Jakob Nielsen has a list of dos and don'ts for blog authors. Some of them matter more than others, and some depend a lot on the context of your blogging. For instance - the "own your own domain name" one.
That depends on what you are trying to accomplish. Me? I'm evangelizing Cincom Smalltalk (and ranting about things in the industry that cross my view). Given the evangelism aspect, it makes sense more me to be blogging on a Cincom server - my goal is to build the Smalltalk community. How important the domain is depends a lot on your goals.
Another one of his suggestions popped at me as problematic as well:
Many weblog authors seem to think it's cool to write link anchors like: "some people think" or "there's more here and here." Remember one of the basics of the Web: Life is too short to click on an unknown. Tell people where they're going and what they'll find at the other end of the link.

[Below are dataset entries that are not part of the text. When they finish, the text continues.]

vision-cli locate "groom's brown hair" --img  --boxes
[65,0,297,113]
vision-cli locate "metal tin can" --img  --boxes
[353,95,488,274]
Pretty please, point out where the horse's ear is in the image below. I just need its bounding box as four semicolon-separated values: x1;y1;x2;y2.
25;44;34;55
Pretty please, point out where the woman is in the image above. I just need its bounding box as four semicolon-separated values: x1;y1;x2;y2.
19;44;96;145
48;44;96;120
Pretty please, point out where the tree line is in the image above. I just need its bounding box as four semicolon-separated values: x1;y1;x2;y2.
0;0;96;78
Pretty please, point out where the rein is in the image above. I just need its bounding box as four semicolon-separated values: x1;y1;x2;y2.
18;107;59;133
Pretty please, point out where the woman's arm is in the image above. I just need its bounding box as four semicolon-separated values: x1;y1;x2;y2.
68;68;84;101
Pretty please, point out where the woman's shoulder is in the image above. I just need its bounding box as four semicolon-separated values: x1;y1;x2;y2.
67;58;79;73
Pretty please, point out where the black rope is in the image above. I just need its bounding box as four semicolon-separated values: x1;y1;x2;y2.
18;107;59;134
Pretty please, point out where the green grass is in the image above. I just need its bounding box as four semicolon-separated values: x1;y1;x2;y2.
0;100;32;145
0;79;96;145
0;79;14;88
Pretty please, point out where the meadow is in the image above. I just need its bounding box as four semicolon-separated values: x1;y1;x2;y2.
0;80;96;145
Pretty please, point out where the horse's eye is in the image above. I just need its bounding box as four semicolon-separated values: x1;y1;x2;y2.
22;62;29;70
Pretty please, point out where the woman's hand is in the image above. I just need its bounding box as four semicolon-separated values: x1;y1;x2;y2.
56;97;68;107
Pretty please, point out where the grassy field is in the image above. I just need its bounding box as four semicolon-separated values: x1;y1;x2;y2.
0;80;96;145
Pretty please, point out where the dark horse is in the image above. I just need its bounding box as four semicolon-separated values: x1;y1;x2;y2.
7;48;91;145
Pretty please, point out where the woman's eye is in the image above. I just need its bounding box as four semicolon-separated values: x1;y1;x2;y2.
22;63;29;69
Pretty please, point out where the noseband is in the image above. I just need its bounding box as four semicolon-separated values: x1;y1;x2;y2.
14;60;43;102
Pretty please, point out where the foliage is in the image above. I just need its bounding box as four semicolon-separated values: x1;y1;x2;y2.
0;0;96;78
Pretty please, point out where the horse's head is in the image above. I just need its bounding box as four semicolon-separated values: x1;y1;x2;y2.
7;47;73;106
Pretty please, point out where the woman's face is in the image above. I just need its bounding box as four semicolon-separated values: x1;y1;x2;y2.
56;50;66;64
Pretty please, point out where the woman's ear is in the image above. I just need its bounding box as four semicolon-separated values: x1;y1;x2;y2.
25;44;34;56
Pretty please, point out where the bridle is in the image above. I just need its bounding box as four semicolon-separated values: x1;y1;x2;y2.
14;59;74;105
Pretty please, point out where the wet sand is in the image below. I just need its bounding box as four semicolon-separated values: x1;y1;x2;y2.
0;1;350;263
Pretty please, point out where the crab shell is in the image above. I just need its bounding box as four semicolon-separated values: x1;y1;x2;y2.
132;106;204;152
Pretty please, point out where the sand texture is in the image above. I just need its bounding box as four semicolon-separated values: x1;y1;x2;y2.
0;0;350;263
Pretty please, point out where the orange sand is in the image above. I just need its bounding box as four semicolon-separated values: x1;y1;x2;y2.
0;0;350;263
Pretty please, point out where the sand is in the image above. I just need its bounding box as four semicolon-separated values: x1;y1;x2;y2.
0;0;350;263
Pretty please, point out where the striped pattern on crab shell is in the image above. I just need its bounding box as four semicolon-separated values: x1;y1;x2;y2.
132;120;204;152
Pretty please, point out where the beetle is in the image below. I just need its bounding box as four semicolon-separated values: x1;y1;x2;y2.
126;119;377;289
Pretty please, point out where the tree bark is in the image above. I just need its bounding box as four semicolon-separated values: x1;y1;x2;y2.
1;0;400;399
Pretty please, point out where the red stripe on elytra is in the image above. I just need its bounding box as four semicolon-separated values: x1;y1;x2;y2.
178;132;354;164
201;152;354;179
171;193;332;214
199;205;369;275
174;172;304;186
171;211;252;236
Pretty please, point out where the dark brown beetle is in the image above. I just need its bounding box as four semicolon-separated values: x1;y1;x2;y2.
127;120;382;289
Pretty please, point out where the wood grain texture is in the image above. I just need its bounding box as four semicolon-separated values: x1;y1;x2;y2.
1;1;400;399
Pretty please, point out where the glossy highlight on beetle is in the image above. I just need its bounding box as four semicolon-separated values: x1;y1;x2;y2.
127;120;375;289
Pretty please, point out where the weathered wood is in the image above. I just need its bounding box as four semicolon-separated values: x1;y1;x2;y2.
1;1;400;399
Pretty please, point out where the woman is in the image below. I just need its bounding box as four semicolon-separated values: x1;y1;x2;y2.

You have to "go with the flow" of blogging on this one. An awful lot (most) of what is written on blogs is extremely temporal - it's very much based in the now. Which means that for the person reading about the latest kerfuffle (technical, political, whatever) - they get the context. It's very unlikely that anyone will care that deeply in a month, much less a few years.
Much of the rest of what he wrote is good stuff though - have a look, and see what you think. In this area, it's definitely a YMMV thing.